As revistas iam desde aquelas direcionadas para o público jovem, como
Superinteressante, Mundo Estranho, Galileu, até as que apresentam um
conteúdo mais direcionado ao público adulto, como Época, Istoé, Veja, entre
outras. A partir dessas escolhas, os alunos seguiriam os passos para a
produção do diário (anexo 1), entregue pelo professor em uma espécie de
roteiro que orientou a produção e contextualizou o gênero discursivo, ainda
desconhecido pela grande maioria dos alunos. Uma das exigências da
atividade é o registro diário de, no mínimo, uma análise e, para que isso
acontecesse, o docente de cada turma procurou iniciar a atividade em uma
determinada quantidade de dias que antecediam o fim do bimestre, suficientes
para a produção da quantidade de textos solicitada por ele.
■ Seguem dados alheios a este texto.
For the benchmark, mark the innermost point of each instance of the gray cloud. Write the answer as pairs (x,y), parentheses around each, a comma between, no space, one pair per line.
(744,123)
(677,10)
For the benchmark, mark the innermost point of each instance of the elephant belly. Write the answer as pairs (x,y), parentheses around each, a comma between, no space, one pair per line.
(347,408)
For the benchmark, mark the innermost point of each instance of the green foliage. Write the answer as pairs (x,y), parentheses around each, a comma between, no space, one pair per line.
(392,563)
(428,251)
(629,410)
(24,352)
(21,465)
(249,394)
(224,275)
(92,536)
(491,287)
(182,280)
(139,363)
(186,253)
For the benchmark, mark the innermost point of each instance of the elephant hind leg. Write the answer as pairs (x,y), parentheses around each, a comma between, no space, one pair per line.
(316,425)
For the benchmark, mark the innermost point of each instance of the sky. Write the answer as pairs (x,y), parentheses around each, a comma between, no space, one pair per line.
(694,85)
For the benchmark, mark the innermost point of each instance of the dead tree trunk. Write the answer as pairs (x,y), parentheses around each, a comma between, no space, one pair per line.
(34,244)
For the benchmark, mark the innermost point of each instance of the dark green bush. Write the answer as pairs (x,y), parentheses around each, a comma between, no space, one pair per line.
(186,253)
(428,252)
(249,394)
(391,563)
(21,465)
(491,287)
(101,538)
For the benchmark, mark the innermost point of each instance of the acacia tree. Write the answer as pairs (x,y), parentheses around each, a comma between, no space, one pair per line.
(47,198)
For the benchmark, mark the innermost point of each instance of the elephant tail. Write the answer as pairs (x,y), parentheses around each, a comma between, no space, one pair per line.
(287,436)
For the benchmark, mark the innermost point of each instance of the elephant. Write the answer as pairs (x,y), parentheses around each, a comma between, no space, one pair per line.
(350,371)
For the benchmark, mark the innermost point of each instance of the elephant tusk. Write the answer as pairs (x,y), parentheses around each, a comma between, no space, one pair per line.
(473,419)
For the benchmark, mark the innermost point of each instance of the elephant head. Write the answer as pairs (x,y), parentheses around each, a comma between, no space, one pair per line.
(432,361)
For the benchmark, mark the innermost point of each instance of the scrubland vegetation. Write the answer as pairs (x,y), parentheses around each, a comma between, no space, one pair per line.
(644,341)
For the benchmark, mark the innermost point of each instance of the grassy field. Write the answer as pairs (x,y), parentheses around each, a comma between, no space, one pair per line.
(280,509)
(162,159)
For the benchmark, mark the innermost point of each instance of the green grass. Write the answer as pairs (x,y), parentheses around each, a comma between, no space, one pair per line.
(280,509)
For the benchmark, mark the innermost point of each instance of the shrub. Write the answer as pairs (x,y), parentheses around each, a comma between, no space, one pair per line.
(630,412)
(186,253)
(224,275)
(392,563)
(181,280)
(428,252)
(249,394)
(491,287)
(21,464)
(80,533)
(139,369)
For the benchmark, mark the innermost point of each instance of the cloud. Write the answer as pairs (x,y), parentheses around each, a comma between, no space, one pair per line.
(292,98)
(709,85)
No primeiro contato com a revista, os estudantes iam escrevendo à
medida que liam os textos analisados, ao mesmo tempo, avaliavam os
aspectos composicionais e estruturais da revista como um todo, observando a
capa e anotando as impressões, as expectativas sobre o conteúdo, as
avaliações sobre como essa capa apresenta-se para o público a quem está
direcionada. E assim, os leitores iam descobrindo/aprimorando capacidades de
crítica e de análise que nem eles sabiam que possuíam, muitas vezes por não
terem a oportunidade de refletir sobre esses aspectos. Em seguida, os
diaristas4 registram, juntamente com a análise, um breve resumo dos textos
escolhidos; de forma que, em cada dia de registro, encontremos um resumo
acompanhado de análise de um desses textos.
Como podemos ver no roteiro e nas observações feitas pelo texto que
lhe serviu de base ― Abreu-Tardelli; Lousada; Machado (2007) ―, o diário de
leituras deve conter os registros referentes ao processo da leitura, ou seja, as
4 Termo utilizado por Machado (1998) e por Abreu-Tardelli; Lousada; Machado (2007).
18
reflexões surgidas durante esse processo que, na maioria das vezes, são
desconsideradas ou ficam apenas no rascunho, uma vez que grande parte das
atividades escolares exige, geralmente, apenas o produto final. Vemos
também, nessa orientação, que não existe uma estrutura fixa para a construção
dos diários. Isso permite que o professor insira, ao longo do ano, em cada
bimestre, partes adicionais como epígrafes, apresentação, conclusão,
avaliações da disciplina e do trabalho que vem sendo desenvolvido com o
gênero, por exemplo. Essas variadas possibilidades tornam o gênero um
campo ainda mais fértil para pesquisas diversas.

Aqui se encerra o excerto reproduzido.